Os Limites da Análise de Roxana Kreimer e a Exigência de uma Matriz Antropológica Integral
António da Cunha Duarte Justo
Resumo
O presente artigo propõe uma análise crítica aos fundamentos argumentativos da obra “El patriarcado no existe más” (2020), de Roxana Kreimer. Partindo do mérito da sua crítica empírica a certas vertentes do feminismo, identificam-se as limitações conceptuais e metodológicas que condicionam as suas conclusões. Argumenta-se que Kreimer se circunscreve a uma análise predominantemente sociológica e formal, negligenciando as dimensões estruturais, simbólicas e ontológicas que constituem o cerne da dominação patriarcal. Ao confundir igualdade formal com igualdade real e ao apoiar-se em generalizações antropológicas e biológicas questionáveis, a autora acaba por desconsiderar a persistência de uma matriz masculina que estrutura profundamente a sociedade.

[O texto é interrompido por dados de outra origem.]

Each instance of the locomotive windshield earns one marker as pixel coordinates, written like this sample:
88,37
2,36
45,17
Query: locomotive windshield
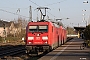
38,28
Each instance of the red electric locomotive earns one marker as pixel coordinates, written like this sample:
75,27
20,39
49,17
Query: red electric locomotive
44,36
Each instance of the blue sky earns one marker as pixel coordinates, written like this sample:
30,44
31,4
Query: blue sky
68,9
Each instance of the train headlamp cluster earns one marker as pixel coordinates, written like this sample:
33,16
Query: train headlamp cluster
30,38
45,38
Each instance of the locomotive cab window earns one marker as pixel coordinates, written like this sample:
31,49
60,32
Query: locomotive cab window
43,28
33,28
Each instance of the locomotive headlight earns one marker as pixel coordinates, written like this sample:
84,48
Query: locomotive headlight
45,38
30,38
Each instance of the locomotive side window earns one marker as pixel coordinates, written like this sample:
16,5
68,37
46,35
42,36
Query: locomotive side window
33,28
43,29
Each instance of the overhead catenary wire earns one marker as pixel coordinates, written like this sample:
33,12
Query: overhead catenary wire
39,6
12,13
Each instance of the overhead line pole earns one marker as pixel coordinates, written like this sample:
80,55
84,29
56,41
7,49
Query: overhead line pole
30,14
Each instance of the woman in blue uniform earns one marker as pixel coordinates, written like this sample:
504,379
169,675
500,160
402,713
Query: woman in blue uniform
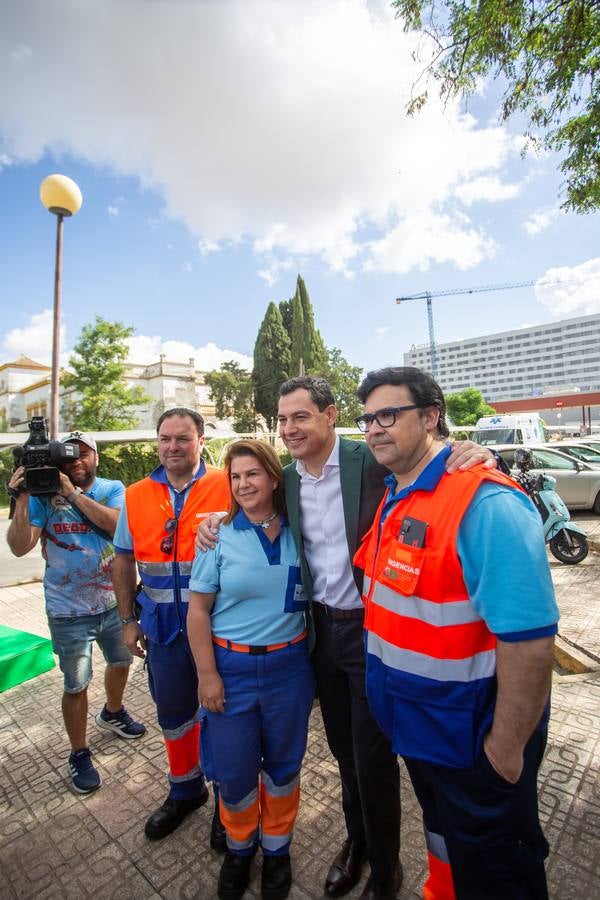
247,631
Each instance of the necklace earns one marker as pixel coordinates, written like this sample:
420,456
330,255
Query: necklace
265,522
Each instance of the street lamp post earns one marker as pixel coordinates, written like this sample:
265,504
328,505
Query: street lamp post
62,197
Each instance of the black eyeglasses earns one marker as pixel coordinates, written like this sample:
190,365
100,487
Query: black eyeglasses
166,545
385,418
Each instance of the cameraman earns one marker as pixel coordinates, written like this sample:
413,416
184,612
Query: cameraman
76,526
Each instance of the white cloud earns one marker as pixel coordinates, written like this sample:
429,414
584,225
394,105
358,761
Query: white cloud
206,247
34,339
21,53
277,124
271,273
145,350
418,241
541,219
571,290
487,187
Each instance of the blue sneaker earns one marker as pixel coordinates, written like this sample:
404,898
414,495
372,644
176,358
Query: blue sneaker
121,723
84,777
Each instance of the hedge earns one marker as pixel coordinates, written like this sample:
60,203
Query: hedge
123,462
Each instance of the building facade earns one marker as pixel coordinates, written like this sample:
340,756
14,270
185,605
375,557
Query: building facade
25,392
558,357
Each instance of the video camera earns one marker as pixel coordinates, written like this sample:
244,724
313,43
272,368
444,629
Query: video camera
41,457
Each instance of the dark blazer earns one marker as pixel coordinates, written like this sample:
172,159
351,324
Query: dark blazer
362,487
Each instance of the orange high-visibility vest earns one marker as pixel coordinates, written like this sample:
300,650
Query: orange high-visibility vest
431,658
165,577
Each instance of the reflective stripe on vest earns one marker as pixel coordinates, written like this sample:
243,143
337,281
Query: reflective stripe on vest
480,665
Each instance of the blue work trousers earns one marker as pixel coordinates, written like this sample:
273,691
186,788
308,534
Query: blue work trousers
174,688
490,828
254,750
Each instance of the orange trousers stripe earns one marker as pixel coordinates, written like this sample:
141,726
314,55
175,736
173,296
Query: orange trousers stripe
240,824
278,814
439,884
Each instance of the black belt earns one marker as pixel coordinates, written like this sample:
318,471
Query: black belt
332,612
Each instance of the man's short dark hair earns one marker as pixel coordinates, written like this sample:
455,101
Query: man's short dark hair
182,411
319,390
424,390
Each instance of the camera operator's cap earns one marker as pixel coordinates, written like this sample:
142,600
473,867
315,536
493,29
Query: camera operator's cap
80,436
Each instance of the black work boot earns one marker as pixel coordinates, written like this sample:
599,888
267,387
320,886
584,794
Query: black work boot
234,876
276,878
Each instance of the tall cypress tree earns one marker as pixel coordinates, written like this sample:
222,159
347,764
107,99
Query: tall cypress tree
314,352
271,364
297,336
285,308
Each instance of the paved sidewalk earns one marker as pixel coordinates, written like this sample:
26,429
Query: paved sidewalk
54,844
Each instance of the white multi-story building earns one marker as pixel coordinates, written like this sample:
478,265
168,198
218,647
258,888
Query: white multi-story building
557,357
25,391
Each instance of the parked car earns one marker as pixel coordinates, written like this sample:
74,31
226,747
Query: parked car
582,452
577,483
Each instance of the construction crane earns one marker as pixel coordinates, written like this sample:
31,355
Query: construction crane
428,295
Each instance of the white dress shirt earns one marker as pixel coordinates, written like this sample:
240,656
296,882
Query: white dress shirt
324,534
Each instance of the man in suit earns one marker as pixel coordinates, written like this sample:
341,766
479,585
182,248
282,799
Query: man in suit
332,492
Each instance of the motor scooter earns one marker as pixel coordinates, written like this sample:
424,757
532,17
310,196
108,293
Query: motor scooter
567,540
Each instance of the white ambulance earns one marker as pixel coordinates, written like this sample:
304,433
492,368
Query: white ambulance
522,428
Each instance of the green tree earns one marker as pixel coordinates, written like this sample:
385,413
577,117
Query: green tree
344,380
297,337
314,352
547,53
231,390
271,364
103,402
465,407
285,308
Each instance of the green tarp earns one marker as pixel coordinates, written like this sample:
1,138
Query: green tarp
22,656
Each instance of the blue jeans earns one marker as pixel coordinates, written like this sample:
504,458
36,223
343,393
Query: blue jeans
72,640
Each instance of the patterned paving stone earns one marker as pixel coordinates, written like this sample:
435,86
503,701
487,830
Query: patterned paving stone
56,844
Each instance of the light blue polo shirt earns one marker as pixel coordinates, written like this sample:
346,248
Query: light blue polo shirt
259,598
503,554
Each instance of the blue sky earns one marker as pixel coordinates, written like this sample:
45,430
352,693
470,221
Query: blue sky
221,148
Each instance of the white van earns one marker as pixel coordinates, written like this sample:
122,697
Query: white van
522,428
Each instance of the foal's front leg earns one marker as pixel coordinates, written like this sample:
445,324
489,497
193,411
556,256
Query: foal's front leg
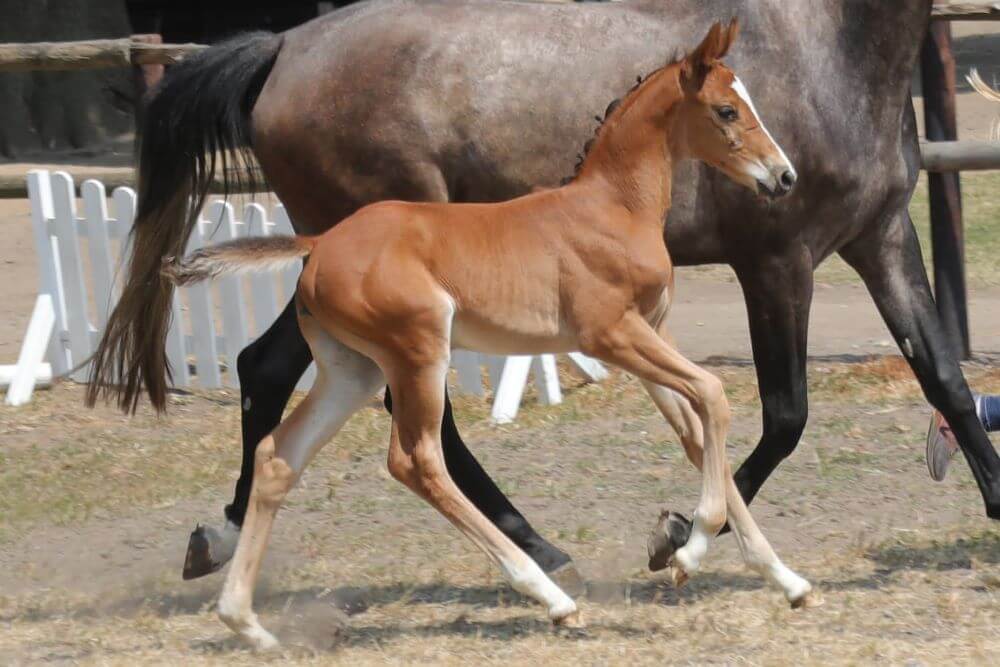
633,345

Em contraponto, esboça-se a necessidade de uma abordagem que supere os reducionismos sociológico e biológico, propondo uma matriz antropológica integral, de raiz filosófico-cristã, que reconcilie o feminino e o masculino como pilares constitutivos e indistintos da definição plena do ser humano.
- Introdução: O Desafio Empírico ao Feminismo Maximalista
A obra de Roxana Kreimer, “El patriarcado no existe más”, insere-se num crescente corpus de literatura que questiona, a partir de dados empíricos, a validade contemporânea do conceito de patriarcado. O seu mérito inicial reside na contestação de certas versões maximalistas do feminismo, que, por vezes, operam com generalizações que a realidade social, na sua complexidade, parece desmentir. Ao recorrer a estudos transnacionais de larga escala, como o de Stoet e Geary (2019) envolvendo 134 nações, Kreimer expõe assimetrias nos desafios enfrentados por homens e mulheres, sugerindo que a narrativa de uma dominação masculina unívoca e global é, no mínimo, insuficiente para explicar fenómenos como as desvantagens masculinas em 91 dos países analisados.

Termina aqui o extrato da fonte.